Reading the forum it looks like there is an increasing number of users facing issues with the eMMC and it is not clear whether all/any case(s)s is/are caused by having run LXC or NextCloud on the eMMC instead of another storage medium.
Hence, a few questions
what is the live span expectancy of the eMMC in the TO, i.e. how many write/read operations?
is there any tool available in the TOS repo for monitoring the health/wear level of the eMMC, e.g. something similar to common NAND SSD monitoring tools?
are other apps than LXC stressing the eMMC with extensive write operations, e.g. data collection (pakon) or senitnel?
if the eMMC is worn out (EOL) can it be de-soldered and be replaced with another eMMC unit or does it require a new mainboard altogether?
to be honest we have so many connectors and options with TO, even SFP, that is hard used by anyone, I dont understand why we do not have a card reader for this, so anyone could just replace it, or put in an even bigger card like 128GB.
I would also need a tool like, iotop, that is unfortunately not available in TO. Anyone knows a similar tool/way to check disk usage (eMMC and NAS HDD)?

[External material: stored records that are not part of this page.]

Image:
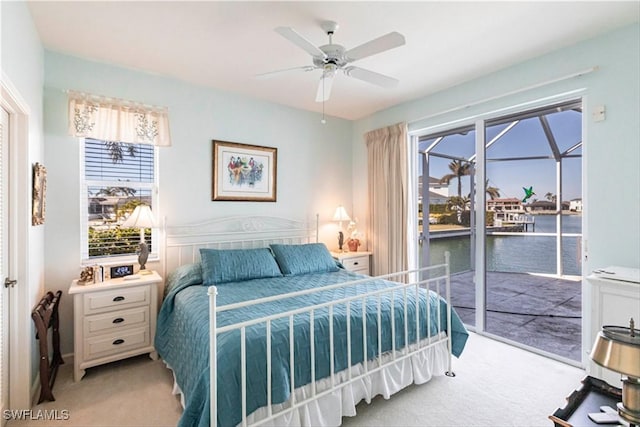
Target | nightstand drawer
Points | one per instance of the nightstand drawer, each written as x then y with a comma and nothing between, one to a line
357,264
99,302
105,345
112,321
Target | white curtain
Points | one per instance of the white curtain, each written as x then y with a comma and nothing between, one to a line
111,119
388,176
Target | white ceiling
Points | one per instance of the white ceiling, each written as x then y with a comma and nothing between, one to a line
225,44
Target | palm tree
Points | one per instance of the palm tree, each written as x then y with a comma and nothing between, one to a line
458,170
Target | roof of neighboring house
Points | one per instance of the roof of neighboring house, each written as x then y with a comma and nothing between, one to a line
505,200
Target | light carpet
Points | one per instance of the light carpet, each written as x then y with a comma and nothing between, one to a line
495,385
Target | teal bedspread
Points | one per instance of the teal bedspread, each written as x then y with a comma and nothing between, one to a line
182,336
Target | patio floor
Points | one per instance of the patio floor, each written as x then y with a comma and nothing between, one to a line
537,311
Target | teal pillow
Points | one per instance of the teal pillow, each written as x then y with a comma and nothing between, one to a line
304,259
235,265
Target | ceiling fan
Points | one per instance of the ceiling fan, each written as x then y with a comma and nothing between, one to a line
333,57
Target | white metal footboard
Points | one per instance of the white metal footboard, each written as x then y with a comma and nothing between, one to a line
428,278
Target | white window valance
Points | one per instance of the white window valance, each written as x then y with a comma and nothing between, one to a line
111,119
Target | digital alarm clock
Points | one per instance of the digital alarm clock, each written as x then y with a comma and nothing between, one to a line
121,271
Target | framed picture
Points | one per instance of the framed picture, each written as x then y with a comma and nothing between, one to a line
39,193
243,172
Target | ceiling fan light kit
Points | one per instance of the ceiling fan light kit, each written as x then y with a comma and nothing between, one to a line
333,57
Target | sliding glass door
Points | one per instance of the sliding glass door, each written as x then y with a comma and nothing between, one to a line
444,208
504,197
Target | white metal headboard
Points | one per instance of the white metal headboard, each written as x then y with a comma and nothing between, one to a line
183,242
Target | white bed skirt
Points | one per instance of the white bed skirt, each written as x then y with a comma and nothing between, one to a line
329,409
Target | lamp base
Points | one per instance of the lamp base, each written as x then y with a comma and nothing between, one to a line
629,408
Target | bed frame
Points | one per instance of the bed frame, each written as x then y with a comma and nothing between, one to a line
182,245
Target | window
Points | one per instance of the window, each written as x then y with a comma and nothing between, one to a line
115,177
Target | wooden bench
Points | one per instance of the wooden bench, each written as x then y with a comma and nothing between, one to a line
45,316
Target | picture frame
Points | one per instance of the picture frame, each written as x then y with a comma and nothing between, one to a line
39,194
244,172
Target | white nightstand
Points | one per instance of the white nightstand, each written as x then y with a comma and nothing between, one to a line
358,262
114,320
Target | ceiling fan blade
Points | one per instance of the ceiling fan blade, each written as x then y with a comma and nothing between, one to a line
382,43
295,38
324,87
371,76
286,70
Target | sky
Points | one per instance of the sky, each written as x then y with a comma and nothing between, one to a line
525,139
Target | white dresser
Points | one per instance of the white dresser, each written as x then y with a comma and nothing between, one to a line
358,262
114,320
615,298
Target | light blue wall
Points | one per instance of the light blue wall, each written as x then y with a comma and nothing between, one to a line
611,147
314,160
22,67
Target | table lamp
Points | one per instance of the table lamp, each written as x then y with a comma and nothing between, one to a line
341,215
141,218
618,348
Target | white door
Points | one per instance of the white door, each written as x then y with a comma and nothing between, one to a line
4,262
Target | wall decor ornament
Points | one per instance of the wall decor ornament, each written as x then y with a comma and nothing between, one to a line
243,172
39,193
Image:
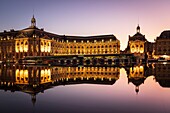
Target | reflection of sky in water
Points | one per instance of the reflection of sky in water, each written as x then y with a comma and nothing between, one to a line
90,98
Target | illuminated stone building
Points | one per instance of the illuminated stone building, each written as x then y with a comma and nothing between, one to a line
137,44
33,41
162,47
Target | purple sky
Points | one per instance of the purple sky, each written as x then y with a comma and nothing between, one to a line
89,17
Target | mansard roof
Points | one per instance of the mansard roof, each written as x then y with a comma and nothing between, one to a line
98,37
137,36
164,35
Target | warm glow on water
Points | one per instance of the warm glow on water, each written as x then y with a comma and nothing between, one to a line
125,93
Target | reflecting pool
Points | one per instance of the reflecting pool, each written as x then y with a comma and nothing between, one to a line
42,89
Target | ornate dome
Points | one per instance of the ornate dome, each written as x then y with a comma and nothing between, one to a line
165,35
138,29
33,22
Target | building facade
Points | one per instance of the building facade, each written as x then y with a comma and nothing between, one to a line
139,46
162,47
33,41
136,44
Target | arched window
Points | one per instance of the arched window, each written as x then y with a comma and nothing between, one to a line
26,43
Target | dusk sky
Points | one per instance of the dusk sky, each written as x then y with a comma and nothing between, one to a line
89,17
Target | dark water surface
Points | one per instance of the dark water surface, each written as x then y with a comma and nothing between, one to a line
138,89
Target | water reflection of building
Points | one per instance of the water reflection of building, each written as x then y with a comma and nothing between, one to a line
33,80
138,74
97,75
162,74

Booting from the flash surely doesn’t require too many writes, even with some updates… but I perhaps it’s not suitable for those who have worn it out already.
Thanks for the inputs which though seems to be sliding off topic. Could we please stay on the eMMC and the questions posted and not veer off to uboot and usb?
Whilst the TO data sheet does not specify the brand/type of the eMMC I came across some hint that it might be a SK hynix eMMC, is that correct?
Flash memory in TO is (up to my knowledge) SK hynix eMMC4.5 which manufacturer specifies, for density of 4GB, 2.4TB total bytes written before EOL.
eMMC on its own does not track write cycles like standard drives and does not have mechanism like smart. You can use mmc extcsd read /dev/mmcblk0 from package mmc-utils to take a peak in to amount of used reserved blocks. That is field EXT_CSD_DEVICE_LIFE_TIME_EST. Value is in range of percents so 0x01 is from 0%-10% blocks used, 0x02 is from 10%-20% and so on. When amount of reserved block used is close to 100% then NAND is pretty much EOL.
You should know that this is not linear. This is secondary statistics and tells you nothing about complete wear. Common wear is an avalanche effect. Nothing is happening for a long time and then all blocks starts failing at once. Meaning percentage of used reserved blocks might start rising very quickly.
Note that you need TOS 4.0+ to see required field. Version of mmc-utils in TOS 3.x is not capable to read it.
We have also in pipeline tool called healtcheck that is intended as a monitoring tool for potential problems on router.
Non that we know about. There might be and user can easily create one just by miss-configuring some standard application. Nonetheless all applications we know about that by design write to FS are pointed to /srv and storage plugin can be used to mount /srv to external storage.
That is pretty much impossible. It is 153 ball FBGA. I am not saying that is can’t be done and you can found companies and individuals that are able to do that but it is almost not worth it. Unless you know someone who is able to do this kind of repair for cheap then it is not worth it. And because you have to heat up board to desolder and solder chip you are also risking some other malfunction.
How about schnapps export which seems pretty write extensive. And also schnapps rollback and frequent medkit installations (when testing RC or 4.x or testing tweaked settings)?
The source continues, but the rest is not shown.